[net.unix-wizards] Intermittant lockup of VAX

wayne@cylixd.UUCP (Wayne Steinmetz) (09/24/85)

Here's the problem.  On a very intermittant occasion, our 785 will hang
anywhere from 5 to 15 minutes.  During this time, nothing entered at
either a terminal or the console will be processed even though characters
are echoed back showing what you typed.  After the elapsed time has passed,
all processing continues as if nothing had ever happened (including a
flood of responses to the commands you typed in while the system was hung).

We are running 4.1BSD on a VAX 11/780 converted to a 785.  Our root drive
is an RM03.  Both the root drive and the tape drive (a TU16 - ugh) share MBA0.
We are using SI 9751's on a SI 9900 controller as our peripheral drives.
We are also running with 12M of memory.

This problem started when we were just a 780 with 3 RM03's and the tape drive
on its own buss, so I don't think the hardware configuration is the problem.

If this type of problem has ever been experienced by anyone out there, we
sure would like to hear about.  Since it's so intermittant, it's very
difficult to get our local FE's in on the problem.


						STUMPED!

acheng@uiucdcs.CS.UIUC.EDU (09/25/85)

>/* Written  9:56 am  Sep 24, 1985 by wayne@cylixd.UUCP in uiucdcs:net.unix-wizar */
>/* ---------- "Intermittant lockup of VAX" ---------- */
>Here's the problem.  On a very intermittant occasion, our 785 will hang
>anywhere from 5 to 15 minutes.  During this time, nothing entered at
>either a terminal or the console will be processed even though characters
>are echoed back showing what you typed.  After the elapsed time has passed,
>all processing continues as if nothing had ever happened (including a
>flood of responses to the commands you typed in while the system was hung).
>

We have experienced something like that when we installed a tri-density
tape drive on one of our 750's.  Whenever the tape access was done
and rewinding, the whole system froze until the spinning back had
completed.  The bug was a hardware type in the tape controller.
The manufacturer later sent us a revision and it is all okay now.
Your problem may not be of tape drive but it is most likely
hardware.

----------------------------------------------------------------------
Albert Cheng
acheng@UIUC.ARPA	acheng@UIUC.CSNET	{ihnp4,pur-ee}!uiucdcs!acheng
Dept. of Computer Science, Univ. of Illinois-Urbana,
Rm. 240, 1304 W. Springfield, Urbana, IL 61801

%%% The above is the opinion of my own %%%
%%% and not necessarily that of the management. %%%

gwyn@brl-tgr.ARPA (Doug Gwyn <gwyn>) (09/27/85)
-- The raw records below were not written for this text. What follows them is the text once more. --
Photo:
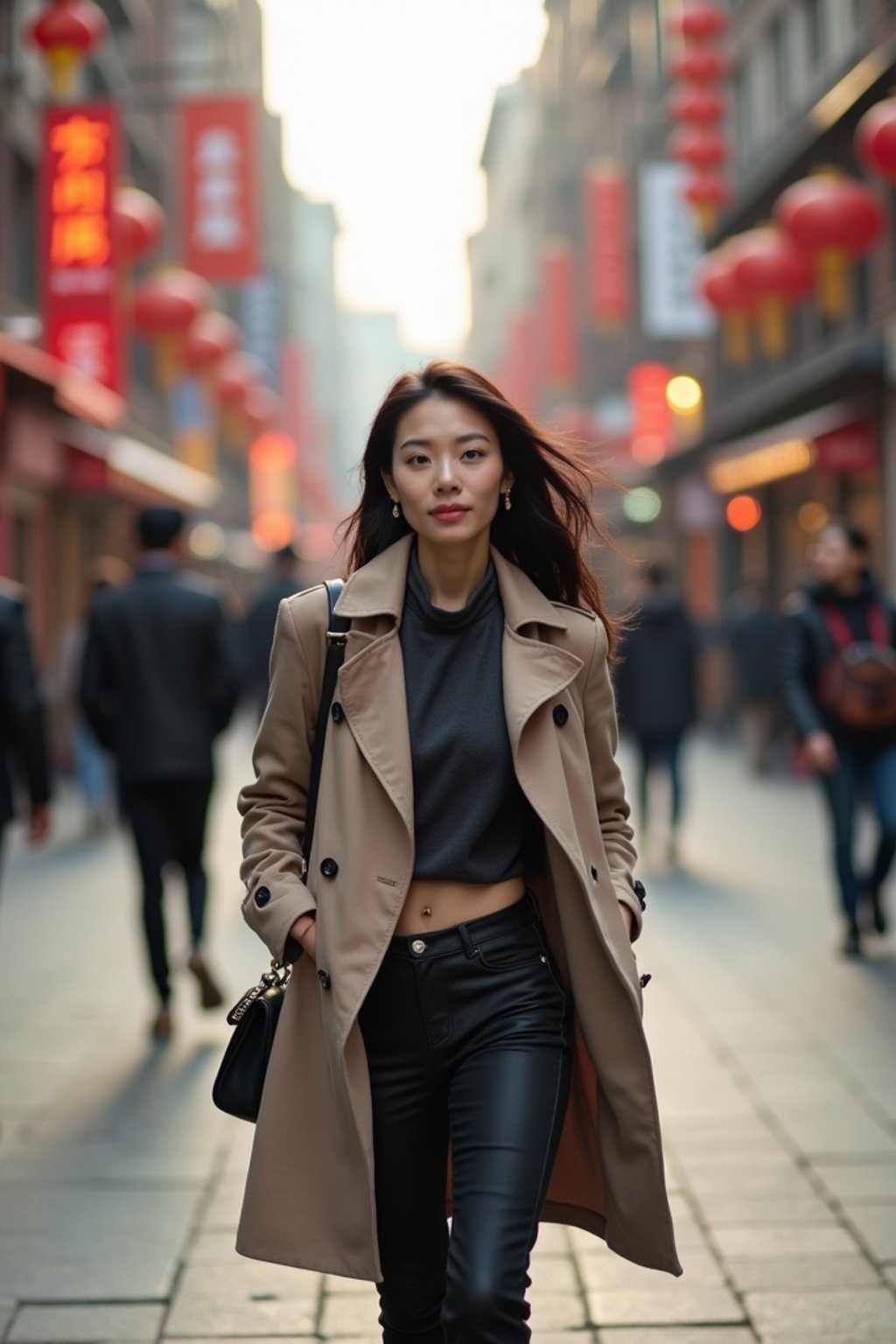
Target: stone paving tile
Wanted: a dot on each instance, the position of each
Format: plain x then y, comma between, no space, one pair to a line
876,1225
795,1273
762,1242
858,1316
677,1306
855,1183
95,1324
672,1335
246,1298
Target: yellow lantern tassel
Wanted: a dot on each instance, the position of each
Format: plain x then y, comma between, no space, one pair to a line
832,290
63,62
735,331
773,326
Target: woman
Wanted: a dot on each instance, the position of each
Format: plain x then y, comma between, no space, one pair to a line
469,764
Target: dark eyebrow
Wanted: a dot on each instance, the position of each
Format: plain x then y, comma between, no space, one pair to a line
426,443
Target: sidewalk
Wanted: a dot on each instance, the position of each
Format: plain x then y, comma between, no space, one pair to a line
120,1183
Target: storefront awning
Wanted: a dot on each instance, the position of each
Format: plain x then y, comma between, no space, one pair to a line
73,393
124,464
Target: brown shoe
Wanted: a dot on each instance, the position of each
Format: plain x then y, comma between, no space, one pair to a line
210,995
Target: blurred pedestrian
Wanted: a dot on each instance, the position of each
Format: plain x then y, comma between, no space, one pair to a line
23,739
261,619
469,761
158,684
92,762
655,692
751,634
838,680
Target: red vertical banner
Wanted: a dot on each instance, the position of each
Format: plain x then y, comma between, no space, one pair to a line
606,230
652,428
560,360
80,313
220,191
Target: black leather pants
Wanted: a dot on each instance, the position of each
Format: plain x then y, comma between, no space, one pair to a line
468,1040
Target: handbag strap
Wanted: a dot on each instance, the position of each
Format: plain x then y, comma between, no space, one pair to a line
338,628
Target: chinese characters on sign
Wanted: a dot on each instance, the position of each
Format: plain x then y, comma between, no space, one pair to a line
220,188
80,303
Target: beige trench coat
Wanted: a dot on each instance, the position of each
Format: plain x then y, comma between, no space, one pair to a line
309,1194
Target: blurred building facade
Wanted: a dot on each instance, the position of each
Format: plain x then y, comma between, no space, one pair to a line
607,283
74,460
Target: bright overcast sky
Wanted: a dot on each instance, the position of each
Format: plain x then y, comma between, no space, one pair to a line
386,105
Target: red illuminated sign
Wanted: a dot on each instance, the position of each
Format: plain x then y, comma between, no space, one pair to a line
78,246
220,188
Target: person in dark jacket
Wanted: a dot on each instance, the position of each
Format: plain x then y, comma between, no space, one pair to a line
158,684
23,741
655,691
261,619
846,760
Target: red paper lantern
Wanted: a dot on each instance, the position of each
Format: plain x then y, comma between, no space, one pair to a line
700,22
700,107
699,147
836,220
165,304
777,273
140,222
210,338
66,32
718,281
557,316
876,138
707,192
700,65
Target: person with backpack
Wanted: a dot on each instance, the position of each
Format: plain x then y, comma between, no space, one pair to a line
838,682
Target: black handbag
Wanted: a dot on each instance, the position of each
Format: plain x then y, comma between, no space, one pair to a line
241,1075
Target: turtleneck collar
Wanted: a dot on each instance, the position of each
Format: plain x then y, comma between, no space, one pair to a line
482,599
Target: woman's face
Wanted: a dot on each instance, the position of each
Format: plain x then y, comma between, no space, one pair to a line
832,556
448,471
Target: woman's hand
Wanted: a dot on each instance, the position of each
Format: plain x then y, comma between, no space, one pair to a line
305,933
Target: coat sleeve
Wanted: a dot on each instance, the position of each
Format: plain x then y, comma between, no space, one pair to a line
23,707
273,808
797,676
612,808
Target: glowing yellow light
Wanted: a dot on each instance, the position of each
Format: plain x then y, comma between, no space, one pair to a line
684,394
812,516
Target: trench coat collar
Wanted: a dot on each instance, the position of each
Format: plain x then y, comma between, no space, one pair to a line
378,589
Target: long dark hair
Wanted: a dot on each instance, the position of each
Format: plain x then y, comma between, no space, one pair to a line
552,519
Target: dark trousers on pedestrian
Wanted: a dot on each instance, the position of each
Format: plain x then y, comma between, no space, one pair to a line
858,773
168,824
664,752
468,1040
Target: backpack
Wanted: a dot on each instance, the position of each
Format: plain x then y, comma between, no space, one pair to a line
858,683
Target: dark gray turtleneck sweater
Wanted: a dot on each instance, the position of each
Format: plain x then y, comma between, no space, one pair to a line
471,817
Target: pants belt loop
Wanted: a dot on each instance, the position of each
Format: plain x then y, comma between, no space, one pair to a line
465,938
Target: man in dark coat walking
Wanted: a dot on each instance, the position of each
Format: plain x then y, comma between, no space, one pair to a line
23,742
655,691
158,684
846,760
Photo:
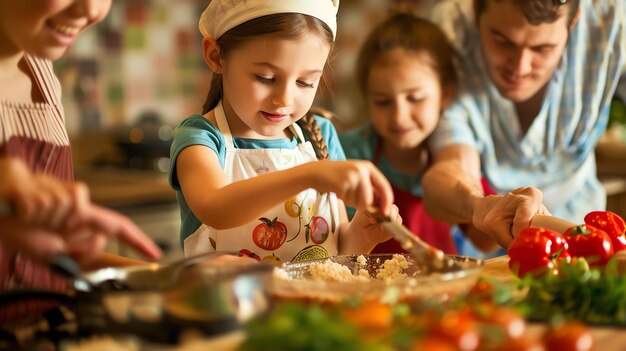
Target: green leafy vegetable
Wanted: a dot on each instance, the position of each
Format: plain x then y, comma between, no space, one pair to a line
595,296
305,327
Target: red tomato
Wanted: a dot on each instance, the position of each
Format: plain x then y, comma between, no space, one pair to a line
571,336
248,253
318,230
269,235
534,250
612,224
589,242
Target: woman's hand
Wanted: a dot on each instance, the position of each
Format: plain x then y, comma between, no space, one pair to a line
360,184
51,217
502,217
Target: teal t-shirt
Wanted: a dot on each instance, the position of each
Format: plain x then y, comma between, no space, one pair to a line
197,130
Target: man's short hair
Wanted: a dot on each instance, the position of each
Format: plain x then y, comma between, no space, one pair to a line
537,11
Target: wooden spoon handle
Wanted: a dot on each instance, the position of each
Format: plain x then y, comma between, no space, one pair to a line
550,222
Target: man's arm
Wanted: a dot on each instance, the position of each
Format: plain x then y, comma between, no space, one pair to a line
452,184
452,193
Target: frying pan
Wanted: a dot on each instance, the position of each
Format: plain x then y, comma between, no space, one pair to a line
209,297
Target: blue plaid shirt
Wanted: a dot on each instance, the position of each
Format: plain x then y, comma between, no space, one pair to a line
556,154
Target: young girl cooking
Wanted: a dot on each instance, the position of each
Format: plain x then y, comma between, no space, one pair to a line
248,177
406,76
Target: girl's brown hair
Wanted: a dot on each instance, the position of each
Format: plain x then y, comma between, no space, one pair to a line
411,33
285,26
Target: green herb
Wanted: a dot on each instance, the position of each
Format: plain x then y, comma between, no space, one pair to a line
305,327
595,296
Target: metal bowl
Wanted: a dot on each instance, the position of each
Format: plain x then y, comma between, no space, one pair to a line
293,281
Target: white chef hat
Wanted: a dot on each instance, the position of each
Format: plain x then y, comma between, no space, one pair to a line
223,15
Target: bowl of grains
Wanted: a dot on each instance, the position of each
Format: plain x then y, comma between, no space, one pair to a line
385,277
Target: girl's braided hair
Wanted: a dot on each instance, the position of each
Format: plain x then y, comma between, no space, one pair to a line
314,133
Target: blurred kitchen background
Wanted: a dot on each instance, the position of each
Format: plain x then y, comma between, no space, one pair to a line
129,80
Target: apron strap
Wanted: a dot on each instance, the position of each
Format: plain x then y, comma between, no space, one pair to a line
222,124
297,131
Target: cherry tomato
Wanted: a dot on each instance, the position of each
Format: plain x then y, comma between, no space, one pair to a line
460,327
523,343
589,242
433,343
571,336
481,291
509,321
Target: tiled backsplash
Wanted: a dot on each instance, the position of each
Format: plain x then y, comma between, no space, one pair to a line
145,58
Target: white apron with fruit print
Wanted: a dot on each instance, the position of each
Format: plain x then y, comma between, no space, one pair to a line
301,228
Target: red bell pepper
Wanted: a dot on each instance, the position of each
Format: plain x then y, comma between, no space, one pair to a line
589,242
612,224
535,250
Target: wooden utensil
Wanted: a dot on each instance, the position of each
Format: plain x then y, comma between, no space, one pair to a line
429,257
556,224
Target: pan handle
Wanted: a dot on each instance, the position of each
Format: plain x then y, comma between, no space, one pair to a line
13,296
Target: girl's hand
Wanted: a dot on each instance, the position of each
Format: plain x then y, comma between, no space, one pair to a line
368,230
360,184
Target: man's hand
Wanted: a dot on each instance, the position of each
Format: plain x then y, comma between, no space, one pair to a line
502,217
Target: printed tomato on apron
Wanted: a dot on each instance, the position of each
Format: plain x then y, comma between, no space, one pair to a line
301,228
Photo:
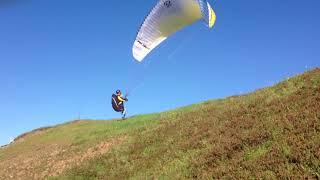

> Here's the problem.  On a very intermittant occasion, our 785 will hang
> anywhere from 5 to 15 minutes.  During this time, nothing entered at
> either a terminal or the console will be processed even though characters
> are echoed back showing what you typed.  After the elapsed time has passed,
> all processing continues as if nothing had ever happened (including a
> flood of responses to the commands you typed in while the system was hung).

I don't know if this is it, but we have had trouble with FREEMEM
delays when some core hog (SmallTalk in our case) causes the paging
disk to be rearranged.  This hasn't lasted more than a minute or so
when I've noticed it here.

Down with kernel garbage collection!

gwyn@brl-tgr.ARPA (Doug Gwyn <gwyn>) (09/28/85)

> We have experienced something like that when we installed a tri-density
> tape drive on one of our 750's.  Whenever the tape access was done
> and rewinding, the whole system froze until the spinning back had
> completed.  The bug was a hardware type in the tape controller.
> The manufacturer later sent us a revision and it is all okay now.
> Your problem may not be of tape drive but it is most likely
> hardware.

Older DEC magtape interfaces would generate two interrupts on rewind,
one when the controller had accepted the command and one when the
rewind was complete.  There have been many magtape device drivers that
don't handle this very well; I recall in the first release of VMS
one could take a TE-16 off-line manually while it was rewinding and
cause the whole operating system to freeze until the rewind completed.

mikel@codas.UUCP (Mikel Manitius) (10/06/85)

> > Here's the problem.  On a very intermittant occasion, our 785 will hang
> > anywhere from 5 to 15 minutes.  During this time, nothing entered at
> > either a terminal or the console will be processed even though characters
> > are echoed back showing what you typed.  After the elapsed time has passed,
> > all processing continues as if nothing had ever happened (including a
> > flood of responses to the commands you typed in while the system was hung).
> 
> I don't know if this is it, but we have had trouble with FREEMEM
> delays when some core hog (SmallTalk in our case) causes the paging
> disk to be rearranged.  This hasn't lasted more than a minute or so
> when I've noticed it here.
> 
> Down with kernel garbage collection!

Check to see if you have any high speed lines connected to an
interrupt driven port, or even a 1200 baud line could do it,
we once had the probelm at RPI with a Vax 11/780, an IBM 3081D
was spitting junk at our interrupt driven port and would completely
monopolize the CPU.
-- 
                                        =======
     Mikel Manitius                   ==----=====    AT&T
     (305) 869-2462 RNX: 755         ==------=====   Information Systems 
     ...{akguc|ihnp4}!codas!mikel    ===----======   SDSS Regional Support
     ...attmail!mmanitius             ===========    Altamonte Springs, FL
     My opinions are my own.            =======